Blessed are the peacemakers: Russ was proud of his father but afraid of his seriousness, his forbidding coat, the sober male voices in the parlor. He preferred the kitchen and felt closer to God there. His mother worked fourteen and sixteen hours a day, placid in her plain dress and her hair covering. According to Scripture, earthly life was but a moment, but the moment seemed spacious when he was with her. In the time it took her to listen, actively, with clearhearted questions, to one story he had to tell from school or the farm, she could make dough for a pie crust and roll it out, core and slice apples, and assemble a pie. And then, neither pausing nor rushing, she was on to the next chore. She made emulating Christ seem effortlessly rewarding. It horrified Russ to think that, four hundred years earlier, a person so quietly devout might have been put to death; it filled him with pity for the martyrs.

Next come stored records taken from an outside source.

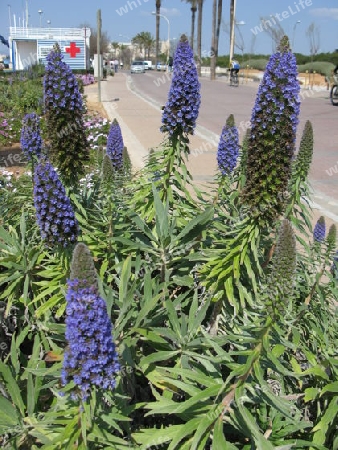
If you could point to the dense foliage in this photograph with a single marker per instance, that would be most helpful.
(178, 319)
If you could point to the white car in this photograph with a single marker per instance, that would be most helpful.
(161, 67)
(137, 67)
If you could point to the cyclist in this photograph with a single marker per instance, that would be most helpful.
(234, 67)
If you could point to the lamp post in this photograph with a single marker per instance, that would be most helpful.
(165, 18)
(131, 52)
(294, 34)
(232, 29)
(40, 12)
(9, 16)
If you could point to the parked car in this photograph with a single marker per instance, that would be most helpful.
(137, 67)
(161, 66)
(148, 65)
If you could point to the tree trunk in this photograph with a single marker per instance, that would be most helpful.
(199, 36)
(219, 21)
(158, 10)
(213, 42)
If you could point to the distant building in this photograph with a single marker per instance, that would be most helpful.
(28, 46)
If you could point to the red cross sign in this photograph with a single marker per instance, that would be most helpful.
(73, 50)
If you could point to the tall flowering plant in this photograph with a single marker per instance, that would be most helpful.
(228, 147)
(64, 116)
(115, 146)
(90, 360)
(181, 110)
(273, 135)
(30, 140)
(54, 212)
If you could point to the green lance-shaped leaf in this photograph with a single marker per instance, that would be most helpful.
(126, 160)
(107, 171)
(332, 238)
(280, 283)
(82, 268)
(303, 160)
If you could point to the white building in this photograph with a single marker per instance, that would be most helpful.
(28, 46)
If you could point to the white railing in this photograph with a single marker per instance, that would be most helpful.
(31, 33)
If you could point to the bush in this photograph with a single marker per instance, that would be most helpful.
(179, 320)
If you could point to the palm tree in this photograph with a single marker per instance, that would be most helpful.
(193, 8)
(145, 42)
(158, 11)
(213, 42)
(219, 21)
(115, 46)
(216, 26)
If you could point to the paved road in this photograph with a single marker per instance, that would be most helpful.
(219, 100)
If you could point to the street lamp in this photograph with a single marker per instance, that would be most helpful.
(294, 34)
(232, 29)
(166, 18)
(9, 16)
(40, 12)
(131, 51)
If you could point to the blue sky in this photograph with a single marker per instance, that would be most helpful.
(128, 17)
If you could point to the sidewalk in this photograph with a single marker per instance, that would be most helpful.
(140, 122)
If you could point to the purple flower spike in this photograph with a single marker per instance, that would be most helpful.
(272, 139)
(181, 110)
(54, 212)
(115, 146)
(90, 359)
(30, 139)
(319, 230)
(228, 147)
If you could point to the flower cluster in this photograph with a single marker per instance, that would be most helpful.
(6, 133)
(334, 267)
(115, 145)
(97, 129)
(319, 230)
(60, 85)
(90, 359)
(273, 136)
(181, 110)
(304, 157)
(282, 277)
(68, 146)
(31, 141)
(86, 79)
(55, 215)
(228, 147)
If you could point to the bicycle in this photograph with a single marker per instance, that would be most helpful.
(334, 91)
(234, 81)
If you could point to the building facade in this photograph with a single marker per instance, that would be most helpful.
(29, 46)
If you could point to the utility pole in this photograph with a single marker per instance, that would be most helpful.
(232, 28)
(99, 24)
(27, 15)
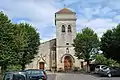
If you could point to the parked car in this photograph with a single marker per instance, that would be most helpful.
(99, 68)
(110, 71)
(15, 76)
(36, 74)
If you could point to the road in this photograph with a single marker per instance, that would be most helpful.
(71, 76)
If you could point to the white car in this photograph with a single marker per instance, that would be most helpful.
(99, 68)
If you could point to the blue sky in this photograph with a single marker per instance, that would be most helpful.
(99, 15)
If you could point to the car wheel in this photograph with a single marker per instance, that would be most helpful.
(109, 75)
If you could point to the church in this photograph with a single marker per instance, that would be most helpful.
(59, 53)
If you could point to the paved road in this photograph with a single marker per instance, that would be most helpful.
(71, 76)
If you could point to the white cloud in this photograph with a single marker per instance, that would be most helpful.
(99, 25)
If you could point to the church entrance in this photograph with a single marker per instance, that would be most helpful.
(67, 63)
(41, 65)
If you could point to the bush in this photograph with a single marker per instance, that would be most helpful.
(100, 59)
(14, 68)
(76, 68)
(60, 70)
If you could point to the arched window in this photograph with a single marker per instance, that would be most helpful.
(67, 50)
(63, 28)
(69, 28)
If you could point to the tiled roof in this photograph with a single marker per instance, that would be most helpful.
(65, 11)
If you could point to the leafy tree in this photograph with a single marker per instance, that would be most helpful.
(18, 43)
(6, 42)
(84, 43)
(101, 59)
(110, 43)
(28, 40)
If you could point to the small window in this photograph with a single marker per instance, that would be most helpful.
(69, 28)
(63, 28)
(67, 43)
(67, 50)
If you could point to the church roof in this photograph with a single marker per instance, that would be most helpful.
(65, 11)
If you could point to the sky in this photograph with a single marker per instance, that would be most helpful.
(99, 15)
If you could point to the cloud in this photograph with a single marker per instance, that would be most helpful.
(99, 25)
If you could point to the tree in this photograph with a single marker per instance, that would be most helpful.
(28, 40)
(18, 43)
(110, 43)
(84, 43)
(6, 42)
(101, 59)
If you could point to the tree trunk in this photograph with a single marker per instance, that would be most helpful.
(88, 69)
(3, 69)
(23, 66)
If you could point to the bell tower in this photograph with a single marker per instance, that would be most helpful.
(65, 21)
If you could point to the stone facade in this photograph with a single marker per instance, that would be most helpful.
(53, 53)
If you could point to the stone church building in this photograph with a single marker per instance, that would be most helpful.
(58, 53)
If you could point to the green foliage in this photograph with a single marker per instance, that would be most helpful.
(101, 59)
(18, 43)
(29, 47)
(14, 68)
(85, 42)
(110, 43)
(6, 42)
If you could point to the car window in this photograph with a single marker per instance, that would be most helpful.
(97, 66)
(37, 72)
(19, 77)
(103, 66)
(8, 77)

His other favorite place was the blacksmith shop of his mother’s father, his Opa Clement, whose work included the repair of automobiles and tractors. Clement showed Russ how to hold a glowing horseshoe with tongs, how to use tin snips to fashion cookie cutters (a Christmas present for Russ’s mother in 1936), how to rebuild a carburetor, how to hammer out a dented wheel and check its roundness with calipers. Clement’s wife had died before Russ was born, and although he had his daughter’s meditative way of working, her limpid rightness with the things around him, he’d become eccentric in his solitude. He subscribed to the Saturday Evening Post, neglected his shaving and bathing, and sometimes omitted to worship with his brethren. At the end of an afternoon when Russ had helped him, he reached into the pocket of his pinstripe overalls, removed a fistful of money, and invited Russ to choose, from his blackened hand, any coin that had silver in it. Even as a teenager, Russ was too innocently devout to spend the money only on himself. It was unthinkable not to get his mother something, a package of gingersnaps, a bottle of peppermint extract.

Except for rendering taxes unto the government, as Jesus had sensibly advised, the community was quietly but firmly anti-state. They schooled their children separately, avoided polling places and courts of law, and declined to swear on the Bible if called as witnesses. Most central to their identity was their pacifism. On few points was the Gospel clearer than on the incompatibility of violence with love. As the community’s pastor, in 1917, Russ’s paternal grandfather had contended, on the one hand, with the anger and prejudice of non-Mennonite farmers—rocks thrown through windows of the Kaiser-lovers, a barn defaced with ugly words—and, on the other, with families in his congregation who’d permitted their sons to go to war. Two of the families eventually quit the community.

Russ was seventeen when the country entered the Second World War. He would have been obliged to lodge an objection of conscience sooner if the president of the local draft board hadn’t grown up on a farm adjoining the Niedermayers’。 Cal Sanborn liked and admired the Mennonites and did everything he could to protect their sons. Russ was among the last to be called up, in 1944, and by then he’d completed five semesters at Goshen College. He’d also had his first crisis of faith, not in Jesus Christ but in his parents.

He’d enjoyed his classes at Goshen, but his only close friend was likewise the son of a pastor. In his ungainly tallness, as in the seriousness he’d inherited from his father, he felt uncomfortable with the earthier and more athletic boys, especially when their talk turned to girls. His father had told him that there would be girls at the college, and that he shouldn’t shy from fellowship with them, but Russ couldn’t look at a girl without thinking of his mother. Even to return a girl’s friendly smile was somehow to offend against the person he most loved and revered; it made him queasy. The cure was to take a walk of five or ten miles, in the country around the college, until his body was exhausted and his soul open to grace.